Читаем The Year's Best Science Fiction, Vol. 20 полностью

I banished the progress bar and let myself free-fall through the final seconds: watching my daughter, willing her to move.

Her thumb twitched, then her legs scissored weakly. I couldn’t see her face, so I watched Francine’s expression. For an instant, I thought I could detect a horrified tightening at the corners of her mouth, as if she was about to recoil from this golem. Then the child began to bawl and kick, and Francine started weeping with undisguised joy.

As she raised the child to her face and planted a kiss on its wrinkled forehead, I suffered my own moment of disquiet. How easily that tender response had been summoned, when the body could as well have been brought to life by the kind of software used to animate the characters in games and films.

It hadn’t, though. There’d been nothing false or easy about the road that had brought us to this moment-let alone the one that Isabelle had followed-and we hadn’t even tried to fashion life from clay, from nothing. We’d merely diverted one small trickle from a river already four billion years old.

Francine held our daughter against her shoulder, and rocked back and forth. “Have you got the bottle? Ben?” I walked to the kitchen in a daze; the microwave had anticipated the happy event, and the formula was ready.

I returned to the nursery and offered Francine the bottle. “Can I hold her, before you start feeding?”

“Of course.” She leant forward to kiss me, then held out the child, and I took her the way I’d learnt to accept the babies of relatives and friends, cradling the back of her head with my hand. The distribution of weight, the heavy head, the play of the neck, felt the same as it did for any other infant. Her eyes were still screwed shut, as she screamed and swung her arms.

“What’s your name, my beautiful girl?” We’d narrowed the list down to about a dozen possibilities, but Francine had refused to settle on one until she’d seen her daughter take her first breath. “Have you decided?”

“I want to call her Helen.”

Gazing down at her, that sounded too old to me. Old-fashioned, at least. Great-Aunt Helen. Helena Bonham-Carter. I laughed inanely, and she opened her eyes.

Hairs rose on my arms. The dark eyes couldn’t quite search my face, but she was not oblivious to me. Love and fear coursed through my veins. How could I hope to give her what she needed? Even if my judgment had been faultless, my power to act upon it was crude beyond measure.

We were all she had, though. We would make mistakes, we would lose our way, but I had to believe that something would hold fast. Some portion of the overwhelming love and resolve that I felt right now would have to remain with every version of me who could trace his ancestry to this moment.

I said, “I name you Helen.”


2041


“Sophie! Sophie!” Helen ran ahead of us towards the arrivals gate, where Isabelle and Sophie were emerging.
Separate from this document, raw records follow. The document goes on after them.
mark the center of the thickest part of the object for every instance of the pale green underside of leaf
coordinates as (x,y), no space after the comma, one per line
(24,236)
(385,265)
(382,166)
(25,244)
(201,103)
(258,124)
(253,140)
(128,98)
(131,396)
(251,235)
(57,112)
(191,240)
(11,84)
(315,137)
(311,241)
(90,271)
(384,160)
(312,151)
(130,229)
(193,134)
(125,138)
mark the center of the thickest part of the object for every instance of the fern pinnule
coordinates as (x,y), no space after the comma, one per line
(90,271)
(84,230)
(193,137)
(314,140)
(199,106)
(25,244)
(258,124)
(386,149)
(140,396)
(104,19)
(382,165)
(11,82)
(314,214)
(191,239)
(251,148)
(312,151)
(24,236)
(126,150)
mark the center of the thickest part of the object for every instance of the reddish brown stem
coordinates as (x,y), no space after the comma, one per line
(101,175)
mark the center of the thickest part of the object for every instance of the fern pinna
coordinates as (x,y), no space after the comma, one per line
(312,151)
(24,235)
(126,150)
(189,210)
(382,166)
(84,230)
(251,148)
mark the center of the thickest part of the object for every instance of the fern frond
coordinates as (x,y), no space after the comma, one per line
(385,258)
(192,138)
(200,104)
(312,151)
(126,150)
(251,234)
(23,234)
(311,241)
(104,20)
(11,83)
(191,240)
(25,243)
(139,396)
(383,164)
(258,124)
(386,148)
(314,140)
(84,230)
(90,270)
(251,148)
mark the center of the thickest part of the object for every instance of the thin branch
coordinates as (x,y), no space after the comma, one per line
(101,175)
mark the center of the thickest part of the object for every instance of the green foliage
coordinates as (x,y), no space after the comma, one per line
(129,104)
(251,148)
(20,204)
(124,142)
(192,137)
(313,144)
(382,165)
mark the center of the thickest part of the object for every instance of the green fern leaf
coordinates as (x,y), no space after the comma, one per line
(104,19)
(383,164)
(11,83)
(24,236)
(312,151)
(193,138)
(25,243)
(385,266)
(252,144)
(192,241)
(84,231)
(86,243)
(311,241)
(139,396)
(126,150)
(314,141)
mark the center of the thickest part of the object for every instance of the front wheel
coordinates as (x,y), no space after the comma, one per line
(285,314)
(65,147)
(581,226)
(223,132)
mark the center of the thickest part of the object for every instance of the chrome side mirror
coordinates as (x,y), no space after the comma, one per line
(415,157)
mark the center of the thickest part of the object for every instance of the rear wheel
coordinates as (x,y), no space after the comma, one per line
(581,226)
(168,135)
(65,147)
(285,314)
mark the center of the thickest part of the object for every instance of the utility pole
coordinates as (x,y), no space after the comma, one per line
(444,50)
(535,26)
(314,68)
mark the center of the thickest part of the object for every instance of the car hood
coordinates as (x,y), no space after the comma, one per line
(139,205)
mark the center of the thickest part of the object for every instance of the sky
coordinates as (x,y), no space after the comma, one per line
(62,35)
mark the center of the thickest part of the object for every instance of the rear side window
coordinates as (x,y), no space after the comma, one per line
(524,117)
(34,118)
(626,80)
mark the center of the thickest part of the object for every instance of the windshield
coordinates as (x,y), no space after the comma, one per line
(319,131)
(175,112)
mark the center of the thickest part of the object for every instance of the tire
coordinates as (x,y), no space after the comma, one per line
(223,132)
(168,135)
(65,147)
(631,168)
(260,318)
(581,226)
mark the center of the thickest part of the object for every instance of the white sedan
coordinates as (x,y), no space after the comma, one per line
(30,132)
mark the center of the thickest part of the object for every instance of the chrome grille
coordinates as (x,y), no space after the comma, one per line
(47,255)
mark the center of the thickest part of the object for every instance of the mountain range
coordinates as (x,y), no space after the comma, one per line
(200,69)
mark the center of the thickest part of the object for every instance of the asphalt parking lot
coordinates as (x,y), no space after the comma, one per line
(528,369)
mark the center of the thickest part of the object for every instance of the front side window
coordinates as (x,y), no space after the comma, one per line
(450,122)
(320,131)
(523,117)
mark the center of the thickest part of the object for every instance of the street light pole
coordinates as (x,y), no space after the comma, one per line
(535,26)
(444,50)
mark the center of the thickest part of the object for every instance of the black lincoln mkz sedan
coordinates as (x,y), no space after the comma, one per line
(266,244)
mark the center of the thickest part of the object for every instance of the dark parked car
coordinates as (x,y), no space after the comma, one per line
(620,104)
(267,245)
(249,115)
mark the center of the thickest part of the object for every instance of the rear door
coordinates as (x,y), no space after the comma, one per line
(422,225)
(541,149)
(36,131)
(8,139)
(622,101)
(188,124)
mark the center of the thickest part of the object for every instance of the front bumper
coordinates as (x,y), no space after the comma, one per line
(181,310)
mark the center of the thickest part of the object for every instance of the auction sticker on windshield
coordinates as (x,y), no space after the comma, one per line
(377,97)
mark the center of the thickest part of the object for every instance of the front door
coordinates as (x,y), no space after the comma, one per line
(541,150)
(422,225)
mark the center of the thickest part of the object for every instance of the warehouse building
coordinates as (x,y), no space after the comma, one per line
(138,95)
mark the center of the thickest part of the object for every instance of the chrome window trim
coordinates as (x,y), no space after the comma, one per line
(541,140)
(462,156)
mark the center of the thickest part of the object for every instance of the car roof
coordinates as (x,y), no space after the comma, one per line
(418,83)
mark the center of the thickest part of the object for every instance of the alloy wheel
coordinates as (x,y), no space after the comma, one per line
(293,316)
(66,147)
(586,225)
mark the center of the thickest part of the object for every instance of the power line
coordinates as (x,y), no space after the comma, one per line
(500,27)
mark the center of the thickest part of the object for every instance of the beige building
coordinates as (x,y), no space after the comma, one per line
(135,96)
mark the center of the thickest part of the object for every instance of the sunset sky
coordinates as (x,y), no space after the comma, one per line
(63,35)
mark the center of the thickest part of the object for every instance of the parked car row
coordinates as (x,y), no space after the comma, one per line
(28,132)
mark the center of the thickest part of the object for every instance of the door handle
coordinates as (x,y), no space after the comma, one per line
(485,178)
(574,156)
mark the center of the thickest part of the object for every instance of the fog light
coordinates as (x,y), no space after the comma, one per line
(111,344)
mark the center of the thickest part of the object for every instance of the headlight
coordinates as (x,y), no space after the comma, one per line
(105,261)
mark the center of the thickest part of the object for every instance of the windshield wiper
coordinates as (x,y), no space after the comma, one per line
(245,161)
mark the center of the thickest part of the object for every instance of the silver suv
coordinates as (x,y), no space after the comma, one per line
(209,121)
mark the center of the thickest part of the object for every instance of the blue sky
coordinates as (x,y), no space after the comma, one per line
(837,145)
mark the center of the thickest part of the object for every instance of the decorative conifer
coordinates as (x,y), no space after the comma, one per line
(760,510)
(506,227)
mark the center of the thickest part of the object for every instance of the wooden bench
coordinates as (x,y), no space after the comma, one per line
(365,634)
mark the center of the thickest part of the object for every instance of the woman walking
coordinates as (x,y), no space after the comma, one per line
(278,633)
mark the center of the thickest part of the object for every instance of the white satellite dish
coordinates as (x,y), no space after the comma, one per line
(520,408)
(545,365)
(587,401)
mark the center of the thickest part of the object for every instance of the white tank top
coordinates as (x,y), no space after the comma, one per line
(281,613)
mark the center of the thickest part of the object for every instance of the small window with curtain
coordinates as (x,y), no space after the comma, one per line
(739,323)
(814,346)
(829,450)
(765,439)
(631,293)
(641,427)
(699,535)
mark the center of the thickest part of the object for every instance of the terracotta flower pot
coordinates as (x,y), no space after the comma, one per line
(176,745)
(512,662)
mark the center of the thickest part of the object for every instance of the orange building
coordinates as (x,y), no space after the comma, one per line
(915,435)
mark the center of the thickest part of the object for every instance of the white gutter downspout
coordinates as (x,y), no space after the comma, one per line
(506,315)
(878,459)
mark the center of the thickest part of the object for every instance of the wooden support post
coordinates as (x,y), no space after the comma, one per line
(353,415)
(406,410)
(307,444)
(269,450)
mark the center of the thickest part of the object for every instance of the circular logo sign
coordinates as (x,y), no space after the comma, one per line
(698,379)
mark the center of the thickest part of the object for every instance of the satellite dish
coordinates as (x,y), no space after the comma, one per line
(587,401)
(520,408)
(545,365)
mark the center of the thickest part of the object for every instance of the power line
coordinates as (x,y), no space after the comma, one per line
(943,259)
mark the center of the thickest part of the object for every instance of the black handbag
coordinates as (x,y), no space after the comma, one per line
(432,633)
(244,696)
Sophie, almost 16 now, was much less demonstrative, but she smiled and waved.

Francine said, “Do you ever think of moving?”

“Maybe if the laws change first in Europe,” I replied.

“I saw a job in Zurich I could apply for.”

“I don’t think we should bend over backwards to bring them together. They probably get on better with just occasional visits, and the net. It’s not as if they don’t have other friends.”

Isabelle approached, and greeted us both with kisses on the cheek. I’d dreaded her arrival the first few times, but by now she seemed more like a slightly overbearing cousin than a child protection officer whose very presence implied misdeeds.

Sophie and Helen caught up with us. Helen tugged at Francine’s sleeve. “Sophie’s got a boyfriend! Daniel. She showed me his picture.” She swooned mockingly, one hand on her forehead.

I glanced at Isabelle, who said, “He goes to her school. He’s really very sweet.”

Sophie grimaced with embarrassment. “Three-year-old boys are sweet.” She turned to me and said, “Daniel is charming, and sophisticated, and very mature.”

I felt as if an anvil had been dropped on my chest. As we crossed the car park, Francine whispered, “Don’t have a heart attack yet. You’ve got a while to get used to the idea.”

The waters of the bay sparkled in the sunlight as we drove across the bridge to Oakland. Isabelle described the latest session of the European parliamentary committee into adai rights. A draft proposal granting personhood to any system containing and acting upon a significant amount of the information content of human DNA had been gaining support; it was a tricky concept to define rigorously, but most of the objections were Pythonesque rather than practical. “Is the Human Proteomic Database a person? Is the Harvard Reference Physiological Simulation a person?” The HRPS modelled the brain solely in terms of what it removed from, and released into, the bloodstream; there was nobody home inside the simulation, quietly going mad.